No. Windows 10 debería funcionar mejor que Windows 8 y 8.1, pero cambiará varias cosas que pueden incomodar mucho a usuarios que están contentos y conformes con Windows 7, que es lo que aún la mayoría usamos.
…hoy más que nunca nos preguntamos qué tantas cosas puede hacer la empresa de Bill Gates en nuestros ordenadores de manera remota y masiva sin pedirnos permiso.Pero además está el hecho de que una migración es un proceso que debe ser tomado con seriedad, porque el cambio puede ser traumático no solamente por el hecho de que nos cambiará la ubicación de botones y menúes, si no que simplemente puede petarse o no terminar nunca de realizarse, dejando un ordenador inservible en el momento en que más lo necesitemos, y lo alarmante es que podría pasar tan simplemente cuando le demos a “Apagar”.
El proceso de pasar de un Windows a otro es delicado porque los controladores de imagen, sonido, red, disco, y todos los demás, deben actualizarse por versiones compatibles con la nueva versión, entonces si algún controlador no es 100% compatible o tiene algún problema a la hora de ser iniciado en la carga normal de Windows, esa función podría quedar desactivada. Esto es, que quizá podríamos vivir o realizar la mayoría de las tareas con un sonido que no ofrece máxima calidad, o una imagen que no es la más veloz, pero sería terrible que no funcione el adaptador de red, y por ende no podamos acceder a Internet. Peor, que el disco no se reconozca correctamente, y luego de finalizar la actualización y reiniciarse el ordenador, nunca llegue a cargarse el nuevo Windows porque no reconoce correctamente el disco donde está instalado.
Y otro problema que ya ha estado ocurriéndole a muchos usuarios es que el actualizador que se descarga sin pedir permiso satura la partición del sistema (donde está la carpeta “Windows”), dejándola sin espacio o con muy poco espacio disponible, causando esto fallos diversos, como inutilizar el servicio de impresión o la detección de dispositivos USB, además de lentitud y otras inconsistencias.
Cabe también mencionar que quien haga la migración a este nuevo Windows, dispone solamente de 31 días para retroceder y volver a su Windows anterior. Pasado este tiempo la opción desaparecerá.
¿Cómo evitar que esto ocurra?
La única forma de evadir estos problemas es desactivar las actualizaciones automáticas, siguiendo los pasos que se detallan en este artículo publicado aquí.

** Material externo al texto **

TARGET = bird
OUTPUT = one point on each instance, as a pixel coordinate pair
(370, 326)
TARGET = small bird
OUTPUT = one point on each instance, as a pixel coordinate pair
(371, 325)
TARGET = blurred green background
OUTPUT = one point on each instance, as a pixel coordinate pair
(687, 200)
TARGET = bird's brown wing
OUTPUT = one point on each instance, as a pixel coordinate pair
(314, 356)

Desactivar las actualizaciones de Windows es algo que ya muchos hacemos hoy en día, cosa que no representa peligro alguno porque a estas alturas ya prácticamente nadie utiliza Internet Explorer, y por ejemplo el Mozilla Firefox se actualiza con su propio sistema independiente de las actualizaciones de Windows. El antivirus también se actualiza por su cuenta sin depender del sistema de actualizaciones automáticas de Windows. Otros programas como el Flash de Adobe, el JAVA, Spotify, etc, también disponen de sus propios actualizadores independientes.

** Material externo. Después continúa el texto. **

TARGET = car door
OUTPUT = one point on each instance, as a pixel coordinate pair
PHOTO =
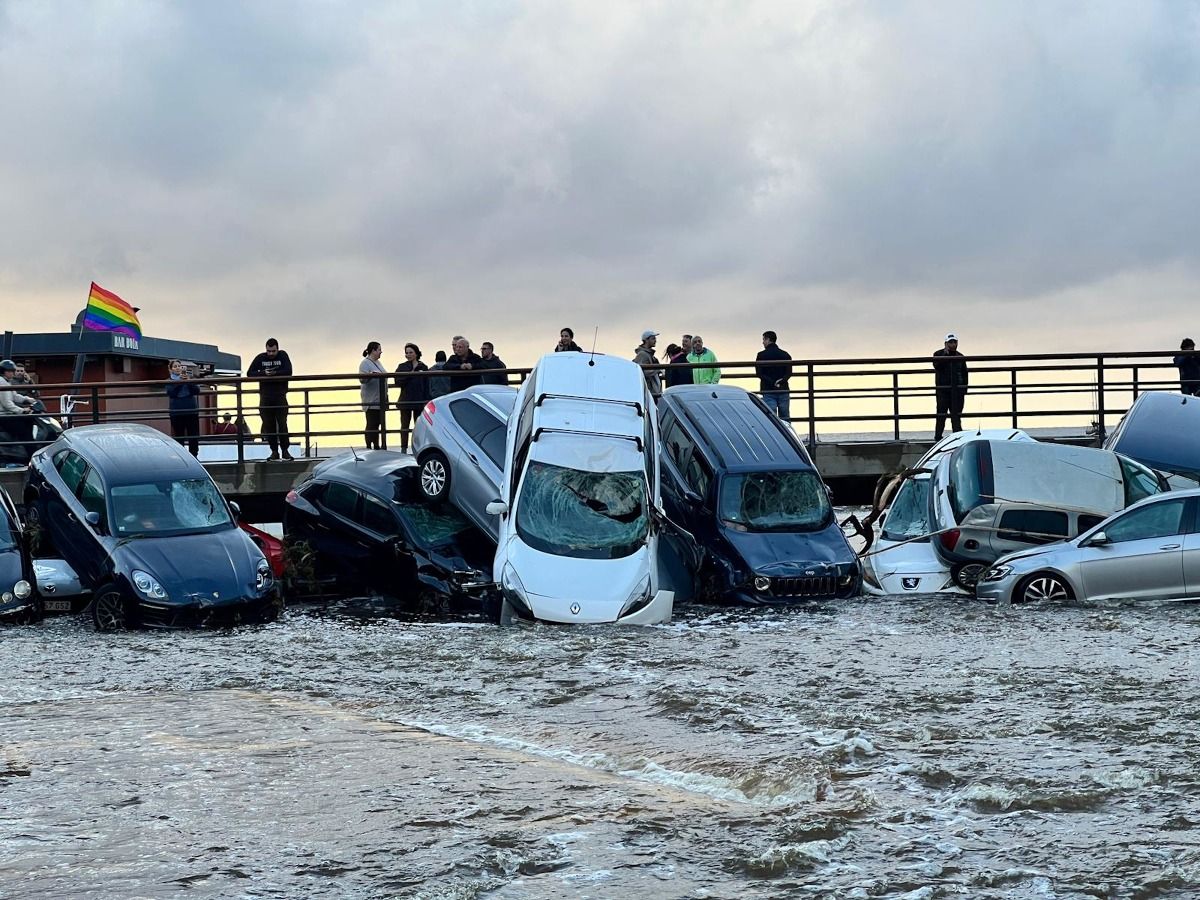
(1141, 557)
(477, 481)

¿Cómo instalar Windows 10?
Lo ideal a la hora de realizar una migración a Windows, es evitar la vía fácil de los instaladores automáticos, porque es el usuario mismo el que debe saber si su ordenador está preparado para funcionar correctamente con la nueva versión, antes de decidir a migrar. Y más importante aún es si aquellos programas importantes para su trabajo o labores funcionarán bien luego de pasar al nuevo Windows.

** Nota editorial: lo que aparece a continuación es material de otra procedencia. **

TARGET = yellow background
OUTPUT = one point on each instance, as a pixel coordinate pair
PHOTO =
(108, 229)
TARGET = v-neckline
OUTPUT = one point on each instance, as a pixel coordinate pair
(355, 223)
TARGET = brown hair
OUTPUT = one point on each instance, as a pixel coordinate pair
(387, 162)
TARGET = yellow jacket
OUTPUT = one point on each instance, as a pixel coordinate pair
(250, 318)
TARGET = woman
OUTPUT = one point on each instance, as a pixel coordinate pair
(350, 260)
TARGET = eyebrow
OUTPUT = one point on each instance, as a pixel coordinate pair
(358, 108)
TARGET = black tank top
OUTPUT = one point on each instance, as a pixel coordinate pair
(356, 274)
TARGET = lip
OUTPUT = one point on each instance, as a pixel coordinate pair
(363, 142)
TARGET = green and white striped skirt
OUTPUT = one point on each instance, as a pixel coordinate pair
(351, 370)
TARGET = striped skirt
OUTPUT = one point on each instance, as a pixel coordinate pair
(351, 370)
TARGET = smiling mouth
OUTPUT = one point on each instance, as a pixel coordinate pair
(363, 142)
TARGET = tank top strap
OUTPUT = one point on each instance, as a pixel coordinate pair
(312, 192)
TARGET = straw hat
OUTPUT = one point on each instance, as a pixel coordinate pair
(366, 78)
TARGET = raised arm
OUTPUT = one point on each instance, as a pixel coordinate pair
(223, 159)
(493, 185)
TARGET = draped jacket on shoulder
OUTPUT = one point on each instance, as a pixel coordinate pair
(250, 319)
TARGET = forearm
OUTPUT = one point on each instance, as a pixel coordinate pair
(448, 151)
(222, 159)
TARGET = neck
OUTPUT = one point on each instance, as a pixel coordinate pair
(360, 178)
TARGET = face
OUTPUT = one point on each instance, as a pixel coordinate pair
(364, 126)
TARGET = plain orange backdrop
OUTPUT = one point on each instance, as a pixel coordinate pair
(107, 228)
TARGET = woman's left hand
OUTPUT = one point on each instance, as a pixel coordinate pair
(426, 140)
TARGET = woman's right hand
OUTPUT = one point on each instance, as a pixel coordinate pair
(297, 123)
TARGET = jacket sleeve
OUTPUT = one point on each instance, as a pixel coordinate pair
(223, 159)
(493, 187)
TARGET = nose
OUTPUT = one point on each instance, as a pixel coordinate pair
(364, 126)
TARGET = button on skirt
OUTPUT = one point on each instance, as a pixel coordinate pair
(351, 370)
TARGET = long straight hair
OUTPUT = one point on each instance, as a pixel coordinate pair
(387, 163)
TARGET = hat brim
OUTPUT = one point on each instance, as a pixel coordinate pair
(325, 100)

La mejor manera de evitar problemas, entonces, es realizar una instalación limpia, como la que hacemos con un disco de instalación, formateando y realizando una instalación desde cero en la que nos pondremos en la tarea de asegurarnos que todos los controladores queden correctamente configurados, y posteriormente instalaremos los programas que necesitamos normalmente.

De este modo, el ordenador funcionarán con el nuevo Windows con su máxima potencia, sin inestabilidades, ni arrastrando problemas o viéndose con nuevos que con la versión anterior no tenía.
Sin embargo, la recomendación profesional es esperar a que Microsoft libere el Service Pack 1 para Windows 10, lo que lo convertiría en “Windows 10 con Service Pack 1“; un Service Pack es un paquete grande de actualizaciones y parches que corrigen problemas diversos de estabilidad y seguridad en el sistema, así como puede agregar también mejoras o nuevas características que la versión inicial no tenía.